A bankruptcy mortgage refinance can be a great idea if you are able to find a lower interest rate. There are a few simple things to keep in mind to help you decide whether this will work for you.

There are two main factors that will help you determine whether you'll be finding a lower interest rate. One is your credit. When this has improved you are offered lower rates. The other factor to consider is the market. If the market is in a situation where rates are low, then this will help you. As a general rule of thumb this is something to look into if you can find a two percent lower rate. If you are able to find this rate you then need to decide if it will be worth it, which really comes down to math. Refinancing means to finance again, and as you will remember from your first time around the upfront costs can be intimidating. You want to figure out how much this will be for you, and how long it will be before the amount you save monthly from the lower rate pays for these initial costs. Many people guess this takes an average of three years. Will you still be living in this home at that point?
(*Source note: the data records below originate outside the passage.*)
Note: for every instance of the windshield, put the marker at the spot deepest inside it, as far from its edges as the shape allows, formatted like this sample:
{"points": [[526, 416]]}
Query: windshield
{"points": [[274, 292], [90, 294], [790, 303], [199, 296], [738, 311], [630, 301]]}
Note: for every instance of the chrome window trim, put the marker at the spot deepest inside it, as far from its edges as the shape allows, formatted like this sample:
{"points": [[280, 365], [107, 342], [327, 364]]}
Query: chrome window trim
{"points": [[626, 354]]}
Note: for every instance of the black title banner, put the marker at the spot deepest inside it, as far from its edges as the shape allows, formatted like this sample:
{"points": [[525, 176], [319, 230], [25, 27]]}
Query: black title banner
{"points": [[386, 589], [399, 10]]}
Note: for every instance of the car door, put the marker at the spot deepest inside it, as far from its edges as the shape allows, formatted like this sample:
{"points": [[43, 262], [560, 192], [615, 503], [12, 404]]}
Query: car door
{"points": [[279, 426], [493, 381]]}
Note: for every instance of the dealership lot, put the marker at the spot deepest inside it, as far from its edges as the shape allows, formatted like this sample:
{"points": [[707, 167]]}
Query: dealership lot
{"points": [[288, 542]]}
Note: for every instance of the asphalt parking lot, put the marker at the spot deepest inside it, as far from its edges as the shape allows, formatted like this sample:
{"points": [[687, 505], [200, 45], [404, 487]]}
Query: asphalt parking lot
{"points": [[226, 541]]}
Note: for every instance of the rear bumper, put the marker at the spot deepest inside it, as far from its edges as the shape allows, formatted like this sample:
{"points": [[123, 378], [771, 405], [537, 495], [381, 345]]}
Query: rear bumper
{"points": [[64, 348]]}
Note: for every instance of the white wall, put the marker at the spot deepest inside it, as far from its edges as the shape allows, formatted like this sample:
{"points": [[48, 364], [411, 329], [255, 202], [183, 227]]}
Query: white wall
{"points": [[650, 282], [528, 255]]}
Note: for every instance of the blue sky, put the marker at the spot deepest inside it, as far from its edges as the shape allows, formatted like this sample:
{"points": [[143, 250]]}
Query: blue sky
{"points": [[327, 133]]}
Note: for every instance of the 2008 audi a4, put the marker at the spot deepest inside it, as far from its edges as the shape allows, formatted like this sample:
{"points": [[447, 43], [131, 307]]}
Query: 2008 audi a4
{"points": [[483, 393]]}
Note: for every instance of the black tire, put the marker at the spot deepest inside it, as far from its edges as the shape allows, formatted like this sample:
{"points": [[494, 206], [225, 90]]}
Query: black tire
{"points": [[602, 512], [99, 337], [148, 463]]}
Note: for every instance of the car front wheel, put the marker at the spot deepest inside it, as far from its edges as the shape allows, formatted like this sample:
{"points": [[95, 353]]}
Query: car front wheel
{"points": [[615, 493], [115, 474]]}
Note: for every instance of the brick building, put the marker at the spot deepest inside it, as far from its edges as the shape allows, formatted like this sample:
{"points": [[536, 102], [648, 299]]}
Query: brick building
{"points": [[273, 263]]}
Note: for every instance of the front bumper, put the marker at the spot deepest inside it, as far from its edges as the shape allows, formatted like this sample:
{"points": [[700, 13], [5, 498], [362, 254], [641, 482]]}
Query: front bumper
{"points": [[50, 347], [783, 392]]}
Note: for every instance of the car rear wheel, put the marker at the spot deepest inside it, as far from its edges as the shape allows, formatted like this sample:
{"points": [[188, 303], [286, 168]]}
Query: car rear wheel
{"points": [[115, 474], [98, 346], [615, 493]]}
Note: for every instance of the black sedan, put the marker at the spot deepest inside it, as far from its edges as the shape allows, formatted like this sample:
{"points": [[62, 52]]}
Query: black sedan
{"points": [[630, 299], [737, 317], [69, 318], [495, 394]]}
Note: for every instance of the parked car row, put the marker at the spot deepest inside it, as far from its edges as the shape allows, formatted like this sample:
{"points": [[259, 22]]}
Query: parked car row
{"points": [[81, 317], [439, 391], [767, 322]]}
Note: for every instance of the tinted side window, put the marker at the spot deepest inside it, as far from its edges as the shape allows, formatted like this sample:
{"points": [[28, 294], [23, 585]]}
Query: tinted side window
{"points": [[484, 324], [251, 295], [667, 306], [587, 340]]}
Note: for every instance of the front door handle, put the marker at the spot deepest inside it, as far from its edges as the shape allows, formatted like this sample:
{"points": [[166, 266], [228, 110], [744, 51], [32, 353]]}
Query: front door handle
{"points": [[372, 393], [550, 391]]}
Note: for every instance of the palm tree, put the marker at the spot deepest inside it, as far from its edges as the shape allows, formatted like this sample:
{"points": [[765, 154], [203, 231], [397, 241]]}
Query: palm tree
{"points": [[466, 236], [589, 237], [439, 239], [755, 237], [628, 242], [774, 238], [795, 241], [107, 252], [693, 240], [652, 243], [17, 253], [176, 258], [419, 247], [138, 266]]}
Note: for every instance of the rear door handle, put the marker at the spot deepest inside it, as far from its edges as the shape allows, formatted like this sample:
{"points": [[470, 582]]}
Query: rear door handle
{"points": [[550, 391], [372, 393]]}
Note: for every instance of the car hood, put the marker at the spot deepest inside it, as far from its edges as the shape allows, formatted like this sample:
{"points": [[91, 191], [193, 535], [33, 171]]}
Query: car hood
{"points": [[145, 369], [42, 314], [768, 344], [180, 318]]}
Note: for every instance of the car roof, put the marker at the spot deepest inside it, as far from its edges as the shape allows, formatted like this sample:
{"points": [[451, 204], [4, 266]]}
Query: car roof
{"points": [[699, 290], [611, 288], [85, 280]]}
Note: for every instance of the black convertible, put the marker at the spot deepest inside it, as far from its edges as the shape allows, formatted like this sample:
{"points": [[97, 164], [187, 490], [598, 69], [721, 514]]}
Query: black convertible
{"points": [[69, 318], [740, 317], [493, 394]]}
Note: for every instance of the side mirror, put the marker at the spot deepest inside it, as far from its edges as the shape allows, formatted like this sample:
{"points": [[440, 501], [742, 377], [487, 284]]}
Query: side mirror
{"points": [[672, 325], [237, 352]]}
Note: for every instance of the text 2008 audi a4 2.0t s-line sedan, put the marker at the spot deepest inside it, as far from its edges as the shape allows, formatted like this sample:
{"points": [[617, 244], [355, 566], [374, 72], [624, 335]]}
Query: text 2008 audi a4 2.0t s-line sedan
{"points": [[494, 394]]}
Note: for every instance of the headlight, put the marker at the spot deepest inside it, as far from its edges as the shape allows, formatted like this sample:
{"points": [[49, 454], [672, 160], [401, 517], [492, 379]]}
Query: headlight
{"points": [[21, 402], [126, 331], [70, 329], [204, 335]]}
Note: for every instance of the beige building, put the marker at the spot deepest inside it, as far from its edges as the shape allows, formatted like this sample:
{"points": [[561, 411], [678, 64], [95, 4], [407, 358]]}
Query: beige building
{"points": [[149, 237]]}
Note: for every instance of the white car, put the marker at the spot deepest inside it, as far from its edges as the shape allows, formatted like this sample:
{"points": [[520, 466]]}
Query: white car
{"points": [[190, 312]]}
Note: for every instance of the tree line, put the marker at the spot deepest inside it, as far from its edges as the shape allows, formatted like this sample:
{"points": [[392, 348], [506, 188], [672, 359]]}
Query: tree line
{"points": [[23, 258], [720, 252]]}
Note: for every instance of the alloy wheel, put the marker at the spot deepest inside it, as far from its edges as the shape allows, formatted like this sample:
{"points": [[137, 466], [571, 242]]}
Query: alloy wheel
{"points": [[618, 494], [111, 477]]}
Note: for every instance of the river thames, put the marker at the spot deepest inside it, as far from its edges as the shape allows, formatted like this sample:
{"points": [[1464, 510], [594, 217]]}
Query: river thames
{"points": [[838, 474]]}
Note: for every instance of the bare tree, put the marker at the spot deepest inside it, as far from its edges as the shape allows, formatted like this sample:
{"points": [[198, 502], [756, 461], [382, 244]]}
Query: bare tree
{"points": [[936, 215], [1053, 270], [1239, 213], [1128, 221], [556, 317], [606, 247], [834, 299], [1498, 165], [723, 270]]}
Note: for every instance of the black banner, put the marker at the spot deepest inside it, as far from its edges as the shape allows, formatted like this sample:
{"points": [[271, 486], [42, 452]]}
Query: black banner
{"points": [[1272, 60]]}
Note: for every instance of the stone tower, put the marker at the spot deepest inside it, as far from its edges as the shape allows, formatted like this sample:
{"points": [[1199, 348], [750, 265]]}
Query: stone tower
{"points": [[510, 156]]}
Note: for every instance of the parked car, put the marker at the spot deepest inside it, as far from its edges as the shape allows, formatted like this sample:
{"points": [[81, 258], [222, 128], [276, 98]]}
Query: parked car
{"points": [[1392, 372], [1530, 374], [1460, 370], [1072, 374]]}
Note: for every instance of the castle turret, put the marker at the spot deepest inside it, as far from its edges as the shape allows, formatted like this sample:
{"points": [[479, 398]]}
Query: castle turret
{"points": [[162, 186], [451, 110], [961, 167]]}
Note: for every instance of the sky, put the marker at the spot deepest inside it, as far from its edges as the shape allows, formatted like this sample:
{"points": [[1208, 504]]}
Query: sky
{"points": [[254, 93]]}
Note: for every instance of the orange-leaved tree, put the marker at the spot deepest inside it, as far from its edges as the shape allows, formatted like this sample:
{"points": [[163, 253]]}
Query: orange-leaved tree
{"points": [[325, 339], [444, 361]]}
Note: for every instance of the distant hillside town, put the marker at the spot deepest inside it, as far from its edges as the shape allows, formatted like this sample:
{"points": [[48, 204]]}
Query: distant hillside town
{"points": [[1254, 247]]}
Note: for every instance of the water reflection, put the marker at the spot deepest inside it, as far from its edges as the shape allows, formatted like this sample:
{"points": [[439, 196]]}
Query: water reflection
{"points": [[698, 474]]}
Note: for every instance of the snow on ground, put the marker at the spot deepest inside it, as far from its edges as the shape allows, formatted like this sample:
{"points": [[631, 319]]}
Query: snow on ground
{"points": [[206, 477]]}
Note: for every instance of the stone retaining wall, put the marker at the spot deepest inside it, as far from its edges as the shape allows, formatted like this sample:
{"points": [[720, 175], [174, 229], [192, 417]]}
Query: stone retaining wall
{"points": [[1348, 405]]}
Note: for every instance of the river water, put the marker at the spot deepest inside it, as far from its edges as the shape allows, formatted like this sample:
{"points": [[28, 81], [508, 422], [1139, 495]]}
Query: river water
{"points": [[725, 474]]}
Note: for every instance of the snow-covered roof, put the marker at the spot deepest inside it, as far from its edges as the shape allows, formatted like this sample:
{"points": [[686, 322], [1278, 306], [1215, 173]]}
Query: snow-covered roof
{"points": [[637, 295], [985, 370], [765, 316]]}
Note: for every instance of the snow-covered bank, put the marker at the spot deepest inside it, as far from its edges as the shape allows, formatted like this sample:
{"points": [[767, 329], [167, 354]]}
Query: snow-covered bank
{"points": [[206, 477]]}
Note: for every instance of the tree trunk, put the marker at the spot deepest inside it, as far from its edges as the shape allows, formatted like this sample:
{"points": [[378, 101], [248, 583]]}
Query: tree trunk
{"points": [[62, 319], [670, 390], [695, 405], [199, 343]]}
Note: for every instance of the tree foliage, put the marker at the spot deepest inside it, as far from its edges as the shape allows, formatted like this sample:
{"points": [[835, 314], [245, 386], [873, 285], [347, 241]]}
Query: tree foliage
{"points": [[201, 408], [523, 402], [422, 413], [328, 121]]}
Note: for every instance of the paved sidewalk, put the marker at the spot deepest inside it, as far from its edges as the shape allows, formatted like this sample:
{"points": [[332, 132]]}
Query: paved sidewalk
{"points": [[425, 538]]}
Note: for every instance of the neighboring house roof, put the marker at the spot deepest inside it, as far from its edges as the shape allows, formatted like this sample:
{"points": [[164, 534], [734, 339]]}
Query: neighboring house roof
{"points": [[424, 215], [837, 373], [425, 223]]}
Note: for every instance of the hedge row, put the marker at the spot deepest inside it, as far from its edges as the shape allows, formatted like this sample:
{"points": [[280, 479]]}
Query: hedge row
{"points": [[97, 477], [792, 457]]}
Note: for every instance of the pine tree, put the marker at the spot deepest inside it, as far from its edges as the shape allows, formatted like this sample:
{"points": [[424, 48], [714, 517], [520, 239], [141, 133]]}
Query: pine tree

Another common reason for a bankruptcy mortgage refinance is to lengthen the life of the loan, to lower monthly payments. If this is a goal you have, you need to of course consider the upfront costs, and the additional interest costs you'll have by lengthening the loan. Of course, if you can't keep going with your monthly costs right now, you may decide this is worth it. Most people will not have the money to do this immediately after filing, which is fine because if you wait two years your credit will hopefully have improved and lenders will be much more receptive. Whatever you do, make sure to make timely payments, this loan can help you build positive credit history in the years to come.

While not for every situation, a little math can help you quickly decide if a bankruptcy mortgage refinance will pay off for you.